Maintaining a healthy weight can become more challenging as you age. This is primarily due to metabolic changes that contribute to weight gain after the age of 50.
As you age, your muscle mass declines in a process called sarcopenia. This loss of muscle mass usually begins around 50 and can slow your metabolism, which may lead to weight gain. Because of the loss of muscle mass, which is about 1-2 percent a year, muscle building is essential.
Strength training via bodyweight movements or weight training is the best exercise to lose weight and body fat after 50 because it kicks in the metabolism. In addition, strength training will help improve mobility and increase bone density.
The secret to losing weight after 50 is to build more muscle mass because that’s what increases the metabolism.
“More and more research is finding that strength training is, in fact, the only type of exercise that can substantially slow, and even reverse, the declines in muscle mass, bone density, and strength that were once considered unavoidable parts of aging.”
And even if you’ve never lifted weights, now is a perfect time to embrace weight training.
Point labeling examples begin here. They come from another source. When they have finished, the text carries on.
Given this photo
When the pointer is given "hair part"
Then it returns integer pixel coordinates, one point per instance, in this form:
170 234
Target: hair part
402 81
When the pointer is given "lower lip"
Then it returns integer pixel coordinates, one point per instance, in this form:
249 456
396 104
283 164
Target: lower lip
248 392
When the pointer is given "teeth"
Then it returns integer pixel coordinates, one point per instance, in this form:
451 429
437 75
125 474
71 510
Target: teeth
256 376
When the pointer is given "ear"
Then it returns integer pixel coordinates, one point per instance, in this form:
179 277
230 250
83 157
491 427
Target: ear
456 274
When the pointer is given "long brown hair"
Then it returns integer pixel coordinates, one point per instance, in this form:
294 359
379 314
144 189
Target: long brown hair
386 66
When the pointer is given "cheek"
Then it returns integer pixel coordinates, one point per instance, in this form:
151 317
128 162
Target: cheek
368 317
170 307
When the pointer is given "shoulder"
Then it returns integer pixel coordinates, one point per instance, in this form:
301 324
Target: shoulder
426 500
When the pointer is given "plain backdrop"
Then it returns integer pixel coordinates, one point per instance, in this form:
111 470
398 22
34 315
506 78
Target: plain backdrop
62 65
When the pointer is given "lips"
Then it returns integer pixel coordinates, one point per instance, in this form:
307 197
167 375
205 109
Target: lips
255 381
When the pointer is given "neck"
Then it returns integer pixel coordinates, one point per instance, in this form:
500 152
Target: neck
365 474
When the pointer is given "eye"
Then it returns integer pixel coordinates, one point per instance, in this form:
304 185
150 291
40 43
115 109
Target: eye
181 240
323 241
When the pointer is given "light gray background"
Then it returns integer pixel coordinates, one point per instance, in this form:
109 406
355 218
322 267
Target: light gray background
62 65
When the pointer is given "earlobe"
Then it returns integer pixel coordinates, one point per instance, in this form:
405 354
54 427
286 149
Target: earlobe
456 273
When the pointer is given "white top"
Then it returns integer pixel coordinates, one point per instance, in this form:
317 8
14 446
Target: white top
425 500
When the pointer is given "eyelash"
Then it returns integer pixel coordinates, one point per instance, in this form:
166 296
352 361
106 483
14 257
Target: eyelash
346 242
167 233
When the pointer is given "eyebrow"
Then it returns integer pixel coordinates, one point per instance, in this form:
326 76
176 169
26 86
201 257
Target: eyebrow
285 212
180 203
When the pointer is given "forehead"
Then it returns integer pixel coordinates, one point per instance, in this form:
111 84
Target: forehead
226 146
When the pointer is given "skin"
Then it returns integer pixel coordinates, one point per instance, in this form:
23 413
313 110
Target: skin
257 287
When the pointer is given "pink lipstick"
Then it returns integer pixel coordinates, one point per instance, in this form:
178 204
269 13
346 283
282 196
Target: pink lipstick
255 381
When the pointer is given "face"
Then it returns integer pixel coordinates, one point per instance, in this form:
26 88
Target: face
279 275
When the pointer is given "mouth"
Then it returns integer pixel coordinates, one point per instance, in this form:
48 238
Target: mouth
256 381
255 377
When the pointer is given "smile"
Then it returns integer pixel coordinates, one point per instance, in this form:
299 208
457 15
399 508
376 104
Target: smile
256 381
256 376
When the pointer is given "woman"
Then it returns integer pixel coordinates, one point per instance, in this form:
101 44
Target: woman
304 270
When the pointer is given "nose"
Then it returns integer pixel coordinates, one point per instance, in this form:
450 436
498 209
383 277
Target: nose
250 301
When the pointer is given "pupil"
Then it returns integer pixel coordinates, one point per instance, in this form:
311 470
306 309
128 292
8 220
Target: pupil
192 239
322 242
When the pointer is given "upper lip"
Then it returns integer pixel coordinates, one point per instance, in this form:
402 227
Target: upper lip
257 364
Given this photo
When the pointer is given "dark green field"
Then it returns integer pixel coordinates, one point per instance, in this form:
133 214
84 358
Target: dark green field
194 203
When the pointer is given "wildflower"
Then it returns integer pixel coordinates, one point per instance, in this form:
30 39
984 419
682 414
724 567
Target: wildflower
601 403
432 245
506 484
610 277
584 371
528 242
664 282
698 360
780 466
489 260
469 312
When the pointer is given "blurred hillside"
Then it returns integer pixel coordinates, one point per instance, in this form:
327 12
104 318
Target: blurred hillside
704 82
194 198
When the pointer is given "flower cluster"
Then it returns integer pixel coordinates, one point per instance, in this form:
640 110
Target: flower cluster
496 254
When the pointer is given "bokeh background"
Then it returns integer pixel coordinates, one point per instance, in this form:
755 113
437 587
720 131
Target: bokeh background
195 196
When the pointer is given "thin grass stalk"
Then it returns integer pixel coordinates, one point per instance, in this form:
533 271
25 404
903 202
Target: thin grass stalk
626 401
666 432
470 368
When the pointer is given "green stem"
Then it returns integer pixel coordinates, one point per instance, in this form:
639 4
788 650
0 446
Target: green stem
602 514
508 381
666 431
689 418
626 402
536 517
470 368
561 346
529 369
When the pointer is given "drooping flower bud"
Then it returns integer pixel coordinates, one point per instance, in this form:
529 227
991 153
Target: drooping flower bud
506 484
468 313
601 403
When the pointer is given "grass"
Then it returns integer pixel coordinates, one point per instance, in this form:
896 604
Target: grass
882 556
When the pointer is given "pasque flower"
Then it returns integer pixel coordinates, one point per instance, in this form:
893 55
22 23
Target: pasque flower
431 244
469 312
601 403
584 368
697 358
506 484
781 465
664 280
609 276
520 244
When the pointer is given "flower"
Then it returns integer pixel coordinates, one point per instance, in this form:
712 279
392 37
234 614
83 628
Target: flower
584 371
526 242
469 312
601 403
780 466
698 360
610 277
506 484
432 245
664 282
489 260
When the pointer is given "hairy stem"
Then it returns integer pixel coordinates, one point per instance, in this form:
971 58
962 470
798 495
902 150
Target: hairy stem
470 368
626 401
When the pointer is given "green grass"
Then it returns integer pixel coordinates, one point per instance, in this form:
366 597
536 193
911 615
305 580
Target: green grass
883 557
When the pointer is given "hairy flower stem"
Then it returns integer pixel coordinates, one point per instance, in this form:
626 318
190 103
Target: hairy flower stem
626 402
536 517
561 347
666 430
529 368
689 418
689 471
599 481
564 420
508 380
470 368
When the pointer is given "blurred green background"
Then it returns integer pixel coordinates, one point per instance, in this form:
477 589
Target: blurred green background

Consider working with a personal trainer to be sure you’re training with proper form.
Aim to lift weights 3 times a week, 30 minutes a week to work major muscle groups including arms, legs and the core. The goal should be to lift a weight that’s heavy enough to achieve 10 to 15 repetitions per session before muscles become fatigued. American Council of Sports Medicine (ACSM) recommends both strength training and aerobic activity on a regular basis; 20 to 60 minutes of aerobic activity is advised 3 to 5 days a week, and weight training should be done for 20 to 30 minutes 2 to 3 times a week.
And, remember consistency is key! Set up a program and stick with it! It’s important to remember to warm-up and cool down. This includes stretching, for at least 10 minutes before and after weight training.